Aber fertig muss es schon sein. Je länger ich spiele mache desto mehr lerne ich auf mein Bauchgefühl zu hören, dass mir schon meldet (meistens) wenn etwas nicht stimmt. Ist der Bauch zufrieden und das Hirn und ist das Spiel etwas, mit dem ich gerne identifiziert werden möchte und etwas das mir Spaß macht zu spielen, dann suche ich mir einen Verlag… Da bin ich mittlerweile auch etwas ruhiger geworden und suche mir langsam aus, wer in Frage käme. Als erstes frage ich dabei die Leute, zu denen ich direkten Kontakt habe und mit denen ich schon zusammengearbeitet habe.
Was ist aus deinem RAF-Spielidee geworden?

Bislang existiert nur die Idee, mal ein RAF-Spiel zu machen und ein paar lose Ideen, wie man das vielleicht umsetzen könnte. Es ist ein sehr schwieriges Thema, schwerer noch als bei Wir sind das Volk. Soll man wirklich Terroristen spielen? Das ist nicht ganz unbedenklich. Ich habe mir mehrere Gedanken gemacht, wie man das umgehen könnte, aber ganz konkret habe ich noch nichts. So arbeite ich allerdings meistens: Spielidee aufschreiben und ein paar Gedanken dazu machen. Wenn mir nichts überzeugendes mehr einfällt, was anderes machen. Und dann immer mal wieder drüber nachdenken, bis der Knoten platzt… An konkreteren Ideen arbeite ich dann aber auch konkreter.

Im Moment sind aber auch andere Projekte weiter vorne, die ich erst einmal bearbeiten möchte. Die RAF steht also gewissermaßen noch Schlange.
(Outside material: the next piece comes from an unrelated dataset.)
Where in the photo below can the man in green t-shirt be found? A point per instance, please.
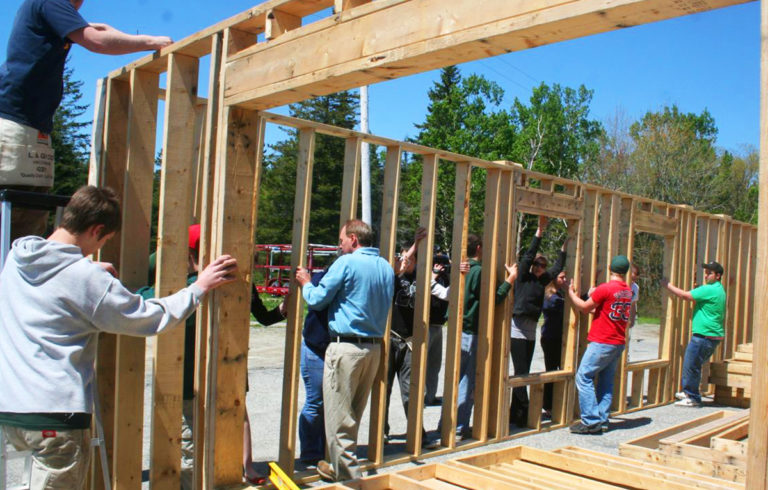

Wie lange kann ich nicht vorhersagen, aber wenn nicht plötzlich eine geniale Überidee kommt, die leicht umsetzbar ist, dann wird es wohl noch ein paar Jahre dauern, bis das Spiel Formen annimmt – siehe erste Frage…
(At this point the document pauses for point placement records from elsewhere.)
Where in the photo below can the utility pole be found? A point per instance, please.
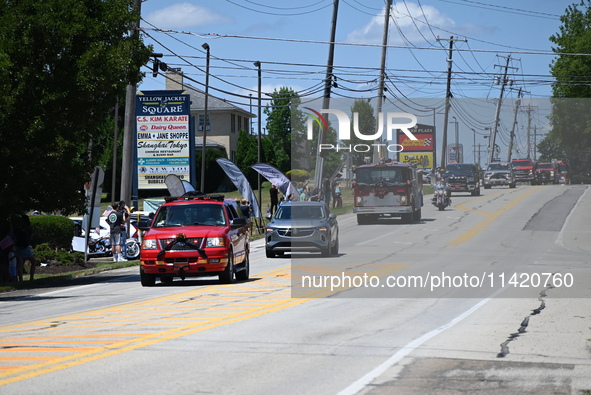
(129, 132)
(535, 143)
(503, 82)
(517, 103)
(115, 144)
(376, 154)
(448, 96)
(326, 101)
(Abgesehen davon: Ich kann nur eine sehr begrenzte Anzahl an Projekten gleichzeitig bearbeiten. Da mache ich das meistens so, dass ich verschiedene Typen von Spielen gleichzeitig in der Pipeline habe. Das RAF-Spiel wäre dabei derselbe Typ wie Wir sind das Volk, also sehr anspruchsvoll, sehr komplex, sehr historisch. Und innerhalb dieses Typuses arbeite ich an etwas anderem und habe eigentlich auch schon etwas für den Fall, dass ich an dem aktuellen Spiel nicht weiterkomme/fertig wäre).

ciao

peer

P.S. Weitere Fragen habe ich auf Reich der Spiele beantwortet – primär, aber nicht beschränkt auf North American Railways.